Storytelling im Krieg: die 4 Narrative im Detail

Das Narrativ vom Garnisonszustand

Hier wird die Gesellschaft vollständig und dauerhaft umgestaltet, um gegenwärtigen Bedrohungen der nationalen Sicherheit zu begegnen. Die Gesellschaft organisiert sich regelrecht um die ständige Bedrohung durch den Krieg herum – sie wird zu einer Art Kriegsmaschine. Diese Form von Storytelling im Krieg findet sich in ihrer extremsten Erscheinungen in George Orwells Roman 1984 und wohl auch im Nordkorea von heute. Es gelten Sätze wie:

● Jede Entscheidung, die wir treffen – als Bürger, als Geschäftsleute, als Verbraucher – sollte mit der Frage beginnen: Wie wird sich mein Handeln oder Nichthandeln auf die Kriegsanstrengungen auswirken?

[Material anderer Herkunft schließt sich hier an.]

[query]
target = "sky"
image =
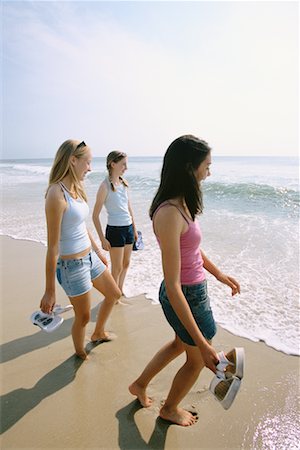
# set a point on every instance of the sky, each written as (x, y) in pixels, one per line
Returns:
(133, 76)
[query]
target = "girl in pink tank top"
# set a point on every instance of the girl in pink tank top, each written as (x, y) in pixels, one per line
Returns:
(183, 292)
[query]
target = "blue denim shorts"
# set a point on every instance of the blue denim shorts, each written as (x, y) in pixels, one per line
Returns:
(199, 303)
(119, 236)
(75, 275)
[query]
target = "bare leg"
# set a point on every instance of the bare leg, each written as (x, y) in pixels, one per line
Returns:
(182, 383)
(125, 265)
(107, 286)
(116, 257)
(81, 306)
(162, 358)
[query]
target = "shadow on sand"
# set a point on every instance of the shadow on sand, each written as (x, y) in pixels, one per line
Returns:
(17, 403)
(129, 436)
(41, 339)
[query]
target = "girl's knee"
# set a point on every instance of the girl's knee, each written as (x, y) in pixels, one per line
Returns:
(83, 319)
(126, 264)
(178, 346)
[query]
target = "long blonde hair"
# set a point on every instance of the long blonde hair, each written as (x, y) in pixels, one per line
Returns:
(115, 157)
(62, 167)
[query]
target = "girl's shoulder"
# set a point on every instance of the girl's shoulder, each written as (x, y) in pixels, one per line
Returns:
(55, 190)
(55, 195)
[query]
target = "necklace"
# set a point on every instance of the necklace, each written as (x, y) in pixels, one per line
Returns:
(73, 193)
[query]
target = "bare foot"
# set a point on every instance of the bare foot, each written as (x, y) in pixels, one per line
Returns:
(82, 355)
(178, 416)
(98, 338)
(140, 392)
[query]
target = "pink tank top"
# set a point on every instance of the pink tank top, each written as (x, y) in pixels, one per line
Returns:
(192, 271)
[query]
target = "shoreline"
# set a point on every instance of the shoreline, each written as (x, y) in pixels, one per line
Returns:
(150, 298)
(87, 404)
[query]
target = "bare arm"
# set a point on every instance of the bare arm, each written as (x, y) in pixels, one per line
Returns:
(55, 207)
(133, 223)
(96, 248)
(220, 276)
(170, 247)
(100, 199)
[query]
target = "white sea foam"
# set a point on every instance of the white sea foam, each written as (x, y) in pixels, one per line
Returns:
(250, 231)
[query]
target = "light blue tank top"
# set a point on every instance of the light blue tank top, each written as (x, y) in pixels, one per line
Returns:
(74, 237)
(116, 204)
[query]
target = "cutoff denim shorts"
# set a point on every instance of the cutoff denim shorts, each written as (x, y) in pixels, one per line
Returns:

● Nach 9/11 wird nichts mehr so sein wie vorher. Dieser Krieg wird nicht in einem Monat oder einem Jahr oder gar einem Jahrzehnt gewonnen werden. Ich bin bereit, meine Lebensweise dauerhaft zu ändern, um den Krieg gegen den Terror zu unterstützen.

Das Narrativ vom vorübergehenden Zustand

Hier zeigt sich die Überzeugung, dass Maßnahmen während des Krieges notwendig, aber kurzfristig sind. Die Doktrin, die gilt, ist diese: „In Zeiten des Krieges sind die Gesetze stumm.“ Öffentliches Schweigen und Verstöße gegen die bürgerlichen Freiheiten werden akzeptiert, weil der Zustand ja nur vorübergehend ist. Man glaubt, je schneller der Krieg gewonnen ist, desto eher kehrt das Leben zur Normalität zurück. Es gelten Sätze wie:

● Ich beschwere mich nicht, weil ich weiß, dass alle Kriege vorübergehende Opfer und Unannehmlichkeiten mit sich bringen 

Die Verletzung individueller Bürgerrechte ist vertretbar, solange es sich um eine kurzfristige Angelegenheit handelt.

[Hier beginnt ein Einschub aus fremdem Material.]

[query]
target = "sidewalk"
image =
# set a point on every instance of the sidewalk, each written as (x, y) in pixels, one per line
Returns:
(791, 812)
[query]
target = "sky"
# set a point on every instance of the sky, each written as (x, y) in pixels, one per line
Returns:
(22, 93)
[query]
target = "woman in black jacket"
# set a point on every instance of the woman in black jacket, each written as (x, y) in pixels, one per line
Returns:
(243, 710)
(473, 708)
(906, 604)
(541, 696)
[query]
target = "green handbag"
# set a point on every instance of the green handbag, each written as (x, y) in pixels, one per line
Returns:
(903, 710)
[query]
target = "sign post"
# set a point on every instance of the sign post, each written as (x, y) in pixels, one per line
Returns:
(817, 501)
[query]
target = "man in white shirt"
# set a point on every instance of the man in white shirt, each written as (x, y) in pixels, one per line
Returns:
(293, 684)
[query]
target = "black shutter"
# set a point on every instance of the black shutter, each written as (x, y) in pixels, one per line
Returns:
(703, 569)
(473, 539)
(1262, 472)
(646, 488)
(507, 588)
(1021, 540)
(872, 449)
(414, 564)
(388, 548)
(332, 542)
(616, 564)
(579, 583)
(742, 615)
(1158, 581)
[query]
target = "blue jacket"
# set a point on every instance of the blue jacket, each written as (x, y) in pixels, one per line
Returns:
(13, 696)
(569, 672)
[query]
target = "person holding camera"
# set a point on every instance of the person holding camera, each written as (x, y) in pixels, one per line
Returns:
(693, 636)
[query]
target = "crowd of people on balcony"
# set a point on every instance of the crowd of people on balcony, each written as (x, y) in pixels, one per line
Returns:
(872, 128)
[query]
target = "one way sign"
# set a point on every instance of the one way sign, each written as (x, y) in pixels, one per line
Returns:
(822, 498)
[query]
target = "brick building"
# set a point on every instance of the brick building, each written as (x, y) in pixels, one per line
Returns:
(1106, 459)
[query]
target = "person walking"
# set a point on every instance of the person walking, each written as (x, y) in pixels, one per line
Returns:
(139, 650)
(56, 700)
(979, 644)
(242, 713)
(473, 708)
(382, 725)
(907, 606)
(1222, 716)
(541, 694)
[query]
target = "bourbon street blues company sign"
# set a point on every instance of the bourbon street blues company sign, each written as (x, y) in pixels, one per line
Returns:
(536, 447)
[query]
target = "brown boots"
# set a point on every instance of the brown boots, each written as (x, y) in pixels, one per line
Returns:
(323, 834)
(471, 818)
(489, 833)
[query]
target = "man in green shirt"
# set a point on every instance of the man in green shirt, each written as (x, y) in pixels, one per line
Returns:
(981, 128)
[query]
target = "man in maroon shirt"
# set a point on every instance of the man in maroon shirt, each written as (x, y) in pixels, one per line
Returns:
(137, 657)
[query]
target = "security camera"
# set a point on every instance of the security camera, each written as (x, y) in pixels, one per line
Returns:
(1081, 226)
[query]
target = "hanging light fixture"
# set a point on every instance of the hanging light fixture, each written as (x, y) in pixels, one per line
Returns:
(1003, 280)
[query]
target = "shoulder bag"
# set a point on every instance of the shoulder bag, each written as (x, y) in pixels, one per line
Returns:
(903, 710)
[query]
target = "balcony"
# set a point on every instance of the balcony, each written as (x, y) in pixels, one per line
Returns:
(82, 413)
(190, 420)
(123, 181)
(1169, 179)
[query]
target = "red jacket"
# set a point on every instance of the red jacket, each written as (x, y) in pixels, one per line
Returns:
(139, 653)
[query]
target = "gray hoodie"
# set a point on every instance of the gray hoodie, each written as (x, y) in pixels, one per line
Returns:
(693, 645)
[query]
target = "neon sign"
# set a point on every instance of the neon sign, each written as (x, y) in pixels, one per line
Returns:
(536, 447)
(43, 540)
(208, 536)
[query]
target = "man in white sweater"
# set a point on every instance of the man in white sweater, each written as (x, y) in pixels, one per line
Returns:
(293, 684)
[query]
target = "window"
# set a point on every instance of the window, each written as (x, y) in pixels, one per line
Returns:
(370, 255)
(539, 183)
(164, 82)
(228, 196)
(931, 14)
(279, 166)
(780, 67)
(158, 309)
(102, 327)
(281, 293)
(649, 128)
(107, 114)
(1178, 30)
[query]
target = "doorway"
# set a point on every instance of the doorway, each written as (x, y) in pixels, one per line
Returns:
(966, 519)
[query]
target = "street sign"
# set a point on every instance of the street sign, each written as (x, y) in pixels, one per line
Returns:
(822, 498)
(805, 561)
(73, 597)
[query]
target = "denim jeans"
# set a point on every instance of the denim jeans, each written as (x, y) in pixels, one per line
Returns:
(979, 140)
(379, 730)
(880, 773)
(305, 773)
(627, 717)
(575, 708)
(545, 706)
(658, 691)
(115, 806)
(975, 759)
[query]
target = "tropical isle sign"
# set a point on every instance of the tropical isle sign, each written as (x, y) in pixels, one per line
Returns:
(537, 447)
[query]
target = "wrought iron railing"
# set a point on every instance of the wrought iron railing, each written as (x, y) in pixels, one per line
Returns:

Das Narrativ vom Feind im Inneren

Dieses Narrativ erfordert ein hohes Maß an persönlichem und kulturellem Engagement. Er wird als der „innere Feind“ bezeichnet, um seine Ähnlichkeit mit der antikommunistischen Perspektive zu betonen, die in den späten 1940er Jahren bis Mitte der 1950er Jahre in den USA dominierte (Mc Carthy-Ära). In der DDR war dieses Narrativ ja auch durchaus nicht unbeliebt. Es unterstreicht, dass die Bedrohung für unsere Sicherheit von innerhalb unserer Grenzen ausgeht, und dass wir als gute Bürger gefährliche Personen aufspüren sollen. Der Feind in diesem Krieg könnte sehr wohl unser eigener Nachbar sein. Es gelten Sätze wie:

Da der Feind in diesem Krieg in der Lage ist, sich in unseren Gemeinden zu verstecken, braucht die Regierung mehr Befugnisse, um Abhör- und Überwachungsmaßnahmen einzusetzen.
● Jeder Bürger muss wachsam bleiben und verdächtige Aktivitäten melden.

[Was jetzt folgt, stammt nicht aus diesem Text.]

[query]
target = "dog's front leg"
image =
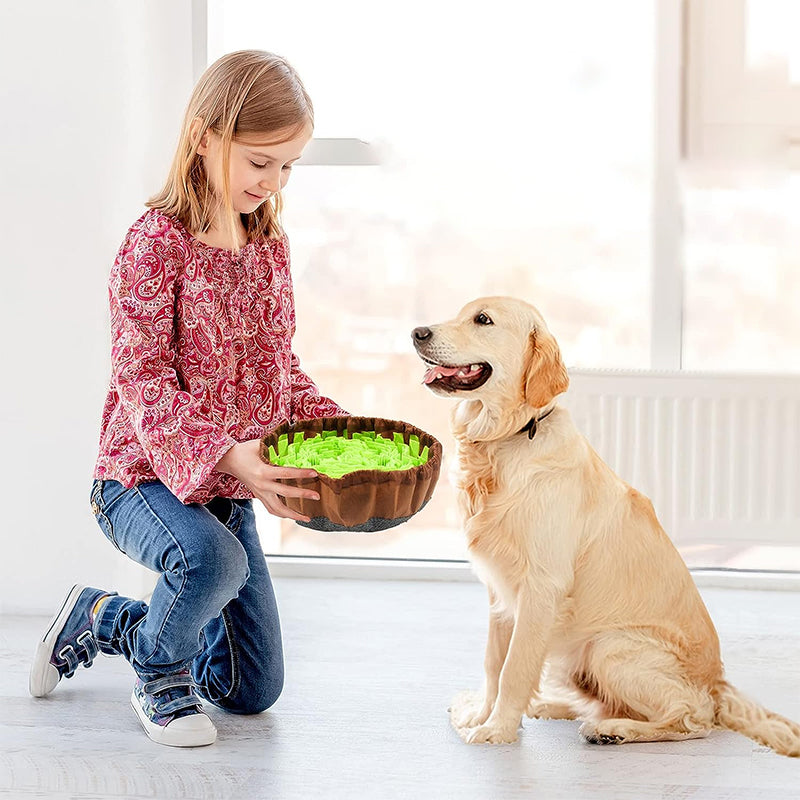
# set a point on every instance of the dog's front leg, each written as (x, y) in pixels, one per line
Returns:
(470, 708)
(522, 668)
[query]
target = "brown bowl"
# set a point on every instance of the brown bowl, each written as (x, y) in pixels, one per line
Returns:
(366, 500)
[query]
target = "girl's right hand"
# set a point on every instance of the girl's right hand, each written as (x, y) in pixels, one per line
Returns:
(244, 462)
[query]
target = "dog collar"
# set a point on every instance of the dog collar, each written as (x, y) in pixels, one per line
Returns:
(531, 426)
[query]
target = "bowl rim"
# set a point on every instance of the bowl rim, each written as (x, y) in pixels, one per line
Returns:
(359, 423)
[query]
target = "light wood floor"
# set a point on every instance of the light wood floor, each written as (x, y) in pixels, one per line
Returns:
(371, 667)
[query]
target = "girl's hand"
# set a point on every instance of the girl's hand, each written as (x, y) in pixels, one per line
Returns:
(244, 462)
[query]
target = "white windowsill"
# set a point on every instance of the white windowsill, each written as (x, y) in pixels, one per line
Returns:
(398, 569)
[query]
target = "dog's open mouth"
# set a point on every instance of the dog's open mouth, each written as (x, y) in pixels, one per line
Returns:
(456, 378)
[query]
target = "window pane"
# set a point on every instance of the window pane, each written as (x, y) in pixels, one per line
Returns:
(516, 152)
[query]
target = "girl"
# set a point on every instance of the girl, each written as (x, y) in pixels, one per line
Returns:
(202, 318)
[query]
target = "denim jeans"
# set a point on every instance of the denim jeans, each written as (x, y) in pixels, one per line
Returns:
(213, 609)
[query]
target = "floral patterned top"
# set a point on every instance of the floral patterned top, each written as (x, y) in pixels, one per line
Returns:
(201, 358)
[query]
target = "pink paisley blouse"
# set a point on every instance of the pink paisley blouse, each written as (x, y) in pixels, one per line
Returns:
(201, 358)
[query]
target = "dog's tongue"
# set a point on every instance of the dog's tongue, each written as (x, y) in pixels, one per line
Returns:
(440, 372)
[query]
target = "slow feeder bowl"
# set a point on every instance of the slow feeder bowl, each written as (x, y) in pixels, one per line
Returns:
(363, 500)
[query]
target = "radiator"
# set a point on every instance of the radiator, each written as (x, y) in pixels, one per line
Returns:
(719, 455)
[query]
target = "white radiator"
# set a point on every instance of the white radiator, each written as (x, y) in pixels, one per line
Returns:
(719, 455)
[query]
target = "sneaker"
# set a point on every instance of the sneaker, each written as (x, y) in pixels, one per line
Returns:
(68, 642)
(171, 713)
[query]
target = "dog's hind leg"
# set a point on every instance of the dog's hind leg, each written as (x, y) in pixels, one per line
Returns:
(644, 694)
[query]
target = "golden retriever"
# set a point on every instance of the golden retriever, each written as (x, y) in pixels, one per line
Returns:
(593, 613)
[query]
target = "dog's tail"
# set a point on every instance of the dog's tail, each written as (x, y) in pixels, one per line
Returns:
(737, 713)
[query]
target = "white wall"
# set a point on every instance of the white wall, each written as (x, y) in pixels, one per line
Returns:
(92, 96)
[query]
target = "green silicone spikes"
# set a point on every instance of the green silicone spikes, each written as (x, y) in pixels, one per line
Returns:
(335, 454)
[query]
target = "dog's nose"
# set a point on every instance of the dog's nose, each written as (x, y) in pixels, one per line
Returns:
(421, 334)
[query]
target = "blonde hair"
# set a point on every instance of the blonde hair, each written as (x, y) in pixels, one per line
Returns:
(246, 93)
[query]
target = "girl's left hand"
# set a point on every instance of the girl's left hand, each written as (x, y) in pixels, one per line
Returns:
(244, 462)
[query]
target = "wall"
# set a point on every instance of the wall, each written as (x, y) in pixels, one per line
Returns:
(92, 97)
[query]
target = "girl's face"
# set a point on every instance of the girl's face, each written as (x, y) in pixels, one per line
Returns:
(256, 171)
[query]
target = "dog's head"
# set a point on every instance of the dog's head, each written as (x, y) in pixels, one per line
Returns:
(497, 351)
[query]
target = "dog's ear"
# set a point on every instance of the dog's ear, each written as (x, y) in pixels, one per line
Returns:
(544, 376)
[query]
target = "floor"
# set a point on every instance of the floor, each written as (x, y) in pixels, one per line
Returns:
(371, 666)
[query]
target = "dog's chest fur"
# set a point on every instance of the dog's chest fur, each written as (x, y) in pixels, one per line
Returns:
(499, 533)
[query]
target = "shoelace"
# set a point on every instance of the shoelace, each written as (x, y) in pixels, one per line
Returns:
(86, 653)
(181, 680)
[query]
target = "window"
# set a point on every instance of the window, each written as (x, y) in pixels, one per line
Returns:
(517, 151)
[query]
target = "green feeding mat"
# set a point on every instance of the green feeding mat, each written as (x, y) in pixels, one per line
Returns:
(335, 454)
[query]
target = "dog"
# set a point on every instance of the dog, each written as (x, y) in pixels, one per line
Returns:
(593, 613)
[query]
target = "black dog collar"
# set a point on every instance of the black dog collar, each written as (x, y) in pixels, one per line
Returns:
(534, 421)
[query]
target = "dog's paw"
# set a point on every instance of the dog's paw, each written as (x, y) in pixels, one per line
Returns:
(593, 736)
(468, 710)
(490, 733)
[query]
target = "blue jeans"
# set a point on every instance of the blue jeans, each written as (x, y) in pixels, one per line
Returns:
(213, 609)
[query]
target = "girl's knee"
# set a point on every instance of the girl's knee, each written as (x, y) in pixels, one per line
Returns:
(219, 562)
(258, 698)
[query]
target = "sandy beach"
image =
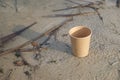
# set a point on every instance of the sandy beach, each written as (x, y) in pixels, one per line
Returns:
(57, 61)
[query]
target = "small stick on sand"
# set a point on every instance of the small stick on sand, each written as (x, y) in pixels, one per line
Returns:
(13, 35)
(70, 15)
(38, 37)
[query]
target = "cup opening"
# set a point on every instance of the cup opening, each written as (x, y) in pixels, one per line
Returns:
(80, 32)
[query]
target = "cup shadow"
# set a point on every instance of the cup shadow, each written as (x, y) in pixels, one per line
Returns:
(52, 43)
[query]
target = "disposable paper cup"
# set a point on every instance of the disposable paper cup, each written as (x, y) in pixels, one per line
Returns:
(80, 39)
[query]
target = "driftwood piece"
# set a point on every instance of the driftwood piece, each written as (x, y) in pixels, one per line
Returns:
(80, 5)
(10, 36)
(38, 37)
(70, 15)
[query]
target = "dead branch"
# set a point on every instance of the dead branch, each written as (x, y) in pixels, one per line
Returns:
(40, 36)
(13, 35)
(80, 5)
(70, 15)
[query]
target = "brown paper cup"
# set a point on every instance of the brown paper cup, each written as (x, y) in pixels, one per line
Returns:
(80, 39)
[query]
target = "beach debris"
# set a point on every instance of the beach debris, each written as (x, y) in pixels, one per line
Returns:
(36, 49)
(13, 35)
(15, 5)
(92, 5)
(56, 27)
(70, 15)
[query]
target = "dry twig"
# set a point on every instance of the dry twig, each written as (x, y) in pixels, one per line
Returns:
(13, 35)
(44, 34)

Das Narrativ von der gläsernen Firewall

In dieser Variante von Storytelling im Krieg gibt es zwei Welten, eine zivile und eine militärische, die gleichzeitig und vor den Augen des jeweils anderen operieren. Diese parallelen Welten sind durch eine rechtliche und organisatorische Firewall getrennt, die sie vor vor dem Zugriff der anderen schützt. In Kriegszeiten erwartet das Militär, dass es ohne politische Einmischung das Sagen hat. Es gelten Sätze wie:

● In diesem Krieg gewinnt der Feind, wenn wir ihm erlauben, unser Leben zu stören.

● Das Militär wird uns beschützen; wir sollten die Experten einfach ihre Arbeit machen lassen.